Dez anos atrás, um amigo jornalista, sempre atualizado na fogueira das vaidades do mundo literário, me indicou um roman à clef. A trama do livro, de aparência leve e até inofensiva, faria alusão a certas pessoas e certos eventos recentes. Meses depois, ele me indicou outro. Foi um ano repleto de fofocas culturais disfarçadas.
Eu não frequentava festivais literários (até hoje, frequento pouco). No fundo, tinha pouca condição de saber se as indiretas se referiam mesmo a um caso real, ou eram pura ficção. Mas fofoca inofensiva é como Ajinomoto — realça o sabor. As histórias ficaram na minha cabeça. Às vezes eu lembrava, sem motivo; há uma leveza em polêmicas antigas.
Passou-se o tempo e finalmente, neste ano, decidi usar algumas crônicas da última década em sala de aula. Como é sempre recomendável ter uma base teórica, busquei também artigos acadêmicos sobre cronistas nacionais contemporâneos. E assim, em meio a uma semana qualquer do segundo semestre, reencontro uma daquelas polêmicas, agora analisada por um doutorando, com citações e referências bibliográficas.
Na crônica incendiária, tema do artigo, a autora defendia seu direito de praticar “o mais feroz preconceito sem manifestar sombra de culpa”. A liberdade que reivindicava era a de “ignorar certos títulos e antipatizar de antemão com alguns autores por motivos nada objetivos”.
A frase é provocativa se soubermos a quem se refere. Se considerarmos apenas sua essência — abstrata — soa até bem razoável. Num mundo cheio de livros, como encontraríamos nosso caminho sem exercer “o mais feroz preconceito”? Para decidir o que ler, decidimos, ao mesmo tempo, o que não ler. Em literatura somos como o Jerry da comédia Seinfeld. Abandonamos namoradas pelos mais ínfimos defeitos — mãos grandes, risada estranha, nudez fora de hora.

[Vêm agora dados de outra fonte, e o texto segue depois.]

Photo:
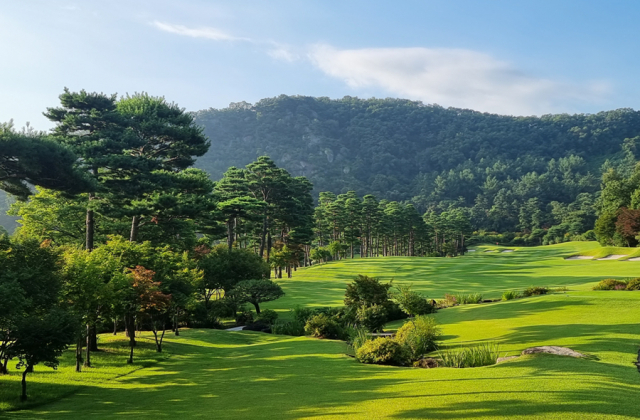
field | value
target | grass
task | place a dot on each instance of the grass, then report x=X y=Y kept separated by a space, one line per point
x=237 y=375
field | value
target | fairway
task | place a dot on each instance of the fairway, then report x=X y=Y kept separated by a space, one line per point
x=489 y=273
x=240 y=375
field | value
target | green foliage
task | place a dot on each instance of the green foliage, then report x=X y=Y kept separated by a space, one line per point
x=323 y=326
x=535 y=291
x=268 y=316
x=511 y=294
x=419 y=336
x=256 y=292
x=611 y=284
x=382 y=351
x=474 y=356
x=372 y=317
x=366 y=291
x=411 y=302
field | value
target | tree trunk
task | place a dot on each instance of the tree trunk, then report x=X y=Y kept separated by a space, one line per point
x=263 y=234
x=135 y=225
x=23 y=397
x=79 y=355
x=87 y=359
x=93 y=335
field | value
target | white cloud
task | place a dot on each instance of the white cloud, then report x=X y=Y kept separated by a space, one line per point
x=455 y=77
x=204 y=32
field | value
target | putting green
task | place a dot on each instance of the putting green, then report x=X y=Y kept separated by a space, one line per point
x=239 y=375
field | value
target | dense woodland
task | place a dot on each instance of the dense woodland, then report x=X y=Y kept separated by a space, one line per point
x=511 y=174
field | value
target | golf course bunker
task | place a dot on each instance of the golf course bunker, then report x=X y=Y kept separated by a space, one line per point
x=611 y=257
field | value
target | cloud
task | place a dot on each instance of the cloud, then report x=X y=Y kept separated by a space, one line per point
x=455 y=77
x=204 y=32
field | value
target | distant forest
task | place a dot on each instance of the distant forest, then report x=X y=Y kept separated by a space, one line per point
x=511 y=174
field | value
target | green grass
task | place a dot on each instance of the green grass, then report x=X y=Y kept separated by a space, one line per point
x=490 y=274
x=238 y=375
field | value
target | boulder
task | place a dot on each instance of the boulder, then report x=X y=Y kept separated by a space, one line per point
x=560 y=351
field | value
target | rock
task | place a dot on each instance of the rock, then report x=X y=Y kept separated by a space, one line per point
x=427 y=363
x=560 y=351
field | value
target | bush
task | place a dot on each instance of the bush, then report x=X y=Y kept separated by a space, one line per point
x=419 y=336
x=268 y=316
x=535 y=291
x=372 y=318
x=259 y=325
x=358 y=336
x=610 y=284
x=511 y=294
x=634 y=284
x=322 y=326
x=295 y=328
x=382 y=351
x=481 y=355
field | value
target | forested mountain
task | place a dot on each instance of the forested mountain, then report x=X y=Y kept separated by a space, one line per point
x=506 y=170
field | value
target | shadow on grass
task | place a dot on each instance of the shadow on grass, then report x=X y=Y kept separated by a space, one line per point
x=307 y=378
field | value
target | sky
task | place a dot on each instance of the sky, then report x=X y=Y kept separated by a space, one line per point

Na verdade, simpatizo com “nãos”.
Em alguma conversa perdida, numa tarde qualquer, alguém me disse: “Quando diz não a alguém, você diz sim a si mesma”. Máxima despretensiosa e verdadeira: o alívio do não. Me deixem em paz: não.
Quando começava a escrever, depois de ouvir muitos “nãos”, prometi a mim mesma que seria sempre gentil com outros principiantes. Assim como jurei que sempre daria caronas, quando tivesse um carro, pois conhecia o sofrimento de horas espremida ou esperando ônibus. Cumpri as duas promessas, por anos. Até me dar conta que manter um carro dava trabalho demais.
Ser atenciosa consome energia. Ser rude — e ignorar — é um forma de egoísmo, mas pode ser também uma forma de proteção.
Um personagem de quadrinhos, meu favorito na juventude, dizia: “Viagens são inúteis. Tudo é mais bonito na fotografia”. E uma amiga certa vez comentou, sobre outra colega nossa: “Se quiser falar com ela, você terá de ir à casa dela. Porque ela não vai mais a lugar nenhum”. Esse me pareceu o maior elogio que se pode fazer a alguém: “ela não vai mais a lugar nenhum”.
É pela necessidade de isolamento, talvez, que me alegro com polêmicas passadas. Sozinha em casa, lendo, pouco importa se uma briga é de ontem ou de quinze anos atrás. Das brigas reais, eu me esquivo — como o carteiro Jaiminho, quero evitar a fadiga. E mesmo a palavra “preconceito” já uso pouco, pois pressupõe um “conceito”, e eu, no climatério, nem concebo mais nada.
Quanto à palavra “feroz”, sim. Gosto de ideias ferozes.